AS INTENÇÕES DE ANO NOVO
Por Danilo Sili Borges
Não sei se você é assim: Dizem
que a maior parte das pessoas, nestes primeiros dias do ano, se enche de boas
intenções e faz listas dos objetivos que pretende alcançar ao longo dos
próximos doze meses. Eu sou um desses.
Como pessoa razoavelmente
organizada, antes mesmo das poderosas agendas eletrônicas que adotei, me
acostumei a ter sobre a mesa um caderno, desses espiralados, grande, 400
folhas, multimatérias, que funciona como minha memória auxiliar, meu arquivo de
intenções e de ideias malucas – e eu as tenho em profusão. Nele despejo
frustrações mal digeridas, pecados com contas não saldadas, perdões ainda não
pedidos ou não concedidos. Não estaria errado se considerasse meu cadernão como
uma espécie de confidente, o de melhor tipo, o que não se manifesta. Claro,
como rotina, ele é minha agenda de curto e longo prazo. Pela variedade dos
registros, ele é prosaico e, até certo ponto, cômico.
Nele anoto, por exemplo, dicas de
culinária e receitas com as quais tropeço na internet e que possam interessar
ao meu hobby: fogão e panelas. Vez por outra, encontro sugestões para as Crônicas
da Madrugada em pés de página feitas semanas antes no que seria uma espécie de
borrão se não fosse bem cuidado, com os assuntos postos ordenadamente. Logo nas
primeiras horas da manhã, organizo a minha agenda, na realidade arrumando minha
cabeça um tanto voadora: primeiros compromissos com hora marcada; depois os
considerados urgentes e importantes. Isso é uma espécie de liturgia, talvez um TOC,
jeitinho moderno do que se chamava mania.

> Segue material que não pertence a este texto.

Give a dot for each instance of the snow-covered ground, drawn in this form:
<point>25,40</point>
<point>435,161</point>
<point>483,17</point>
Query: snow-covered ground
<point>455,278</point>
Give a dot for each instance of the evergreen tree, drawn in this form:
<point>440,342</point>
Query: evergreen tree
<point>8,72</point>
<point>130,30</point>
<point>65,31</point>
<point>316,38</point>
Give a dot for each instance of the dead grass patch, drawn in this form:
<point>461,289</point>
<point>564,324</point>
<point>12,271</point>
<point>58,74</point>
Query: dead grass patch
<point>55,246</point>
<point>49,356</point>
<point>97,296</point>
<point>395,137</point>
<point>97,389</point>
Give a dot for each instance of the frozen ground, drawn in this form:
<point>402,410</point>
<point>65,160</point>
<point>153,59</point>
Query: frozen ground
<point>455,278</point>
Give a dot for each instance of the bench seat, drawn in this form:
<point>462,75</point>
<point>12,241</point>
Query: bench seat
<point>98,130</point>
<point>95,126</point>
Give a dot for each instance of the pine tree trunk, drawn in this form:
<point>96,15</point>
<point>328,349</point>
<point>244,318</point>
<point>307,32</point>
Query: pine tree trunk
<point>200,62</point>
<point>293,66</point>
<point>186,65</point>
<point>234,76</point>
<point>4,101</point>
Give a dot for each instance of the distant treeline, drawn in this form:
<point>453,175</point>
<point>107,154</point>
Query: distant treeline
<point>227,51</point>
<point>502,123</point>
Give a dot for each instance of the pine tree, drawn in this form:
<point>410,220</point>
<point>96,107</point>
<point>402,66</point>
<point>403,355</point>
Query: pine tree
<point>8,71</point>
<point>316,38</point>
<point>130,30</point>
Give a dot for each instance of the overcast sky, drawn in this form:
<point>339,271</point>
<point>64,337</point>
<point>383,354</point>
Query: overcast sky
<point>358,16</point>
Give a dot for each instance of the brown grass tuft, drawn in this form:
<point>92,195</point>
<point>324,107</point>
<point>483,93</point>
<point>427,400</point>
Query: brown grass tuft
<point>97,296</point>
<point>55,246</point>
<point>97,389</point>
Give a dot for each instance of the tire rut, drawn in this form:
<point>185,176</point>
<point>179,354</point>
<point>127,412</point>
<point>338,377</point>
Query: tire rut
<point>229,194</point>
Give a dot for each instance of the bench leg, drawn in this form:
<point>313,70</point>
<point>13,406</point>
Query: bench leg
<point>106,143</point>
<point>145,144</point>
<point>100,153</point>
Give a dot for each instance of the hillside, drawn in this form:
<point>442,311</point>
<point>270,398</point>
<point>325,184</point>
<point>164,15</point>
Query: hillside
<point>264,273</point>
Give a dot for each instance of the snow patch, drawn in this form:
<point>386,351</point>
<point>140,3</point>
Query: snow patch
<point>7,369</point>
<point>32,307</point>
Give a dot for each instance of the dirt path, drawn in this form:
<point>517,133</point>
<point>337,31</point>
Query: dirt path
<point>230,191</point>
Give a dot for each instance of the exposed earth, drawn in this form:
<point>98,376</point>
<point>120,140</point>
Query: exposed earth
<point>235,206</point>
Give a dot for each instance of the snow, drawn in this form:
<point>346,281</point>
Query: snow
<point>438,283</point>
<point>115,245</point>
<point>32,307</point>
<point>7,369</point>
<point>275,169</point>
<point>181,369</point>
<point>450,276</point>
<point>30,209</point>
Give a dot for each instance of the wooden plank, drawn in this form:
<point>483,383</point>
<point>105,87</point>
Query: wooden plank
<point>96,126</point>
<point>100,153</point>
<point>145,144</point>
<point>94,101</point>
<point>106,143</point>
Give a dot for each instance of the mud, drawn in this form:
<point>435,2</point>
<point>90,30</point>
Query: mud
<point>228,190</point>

Não preciso dizer que organizo
cada mês com os mesmos requintes. Tudo no meu cadernão, o que me leva a ser
motivo de gozação em casa. A menos cáustica delas é a que diz que faço as
listas dos eventos para esquecê-los em ordem. Eu não ia confessar, mas vou: Aos
domingos, após a postagem da crônica, componho a programação da semana
entrante.
Como faço anualmente, programei
os eventos do ano que se estava para iniciar. Dediquei-me a prever fatos e
atitudes a tomar em 2020. Segui com prioridade os eventos que têm datas fatais:
declaração do imposto de renda; em abril, realizar o exame pedido pelo
cardiologista; maio, checkup semestral com a endocrinologista; ainda em maio,
provar que continuo vivo, para que a aposentadoria não seja suspensa. Tudo isso
está programado na agenda do celular, mas nada se compara, em confiança, ao
cadernão.
A extensa lista de resoluções
contempla fechar a boca para manter o peso próximo aos 72 kg; ler, pelo menos,
10 livros; fazer uma viagem para um lugar desconhecido; caminhar cinco dias por
semana; meditar duas vezes por dia, como faço há 48 anos. Escrever e publicar
as Crônicas da Madrugada aos domingos.
Ao concluir a lista para 2020,
resolvi cotejá-la com a que havia feito em 30 de dezembro de 2018, com validade
para o finado 2019, esta também devidamente registrada no cadernão. Sem
surpresas verifiquei que as coincidências eram enormes. O tempo passou. Metas e
objetivos de vida é que não. Muitos porque não consegui realizá-los, por razões
diversas – otimismo exagerado, falta de empenho –, outros por serem
permanentes, para toda a vida, como os que se referem a aperfeiçoamento em
características de temperamento.
Não tenho lembrança de ter
descartado qualquer dos meus cadernões. Não os trato como relíquias ou
documentos secretos, pelo contrário, enquanto com páginas em branco, eles permanecem
sobre a mesa, sem restrições a consultas por qualquer curioso. Após completos,
ficam numa estante, igualmente disponíveis. Minha vida não tem fatos
interessantes vividos ou imaginados que possam despertar, no futuro para meus
netos, curiosidades para fofocas do tipo: “vovô era terrível na cama! Viu só? Três
mulheres ao mesmo tempo, e todas vizinhas do mesmo bloco”.
De qualquer modo, este é um texto sem fantasias ou escândalos, mas
posso, literalmente, afirmar: “Minha vida é um livro aberto”.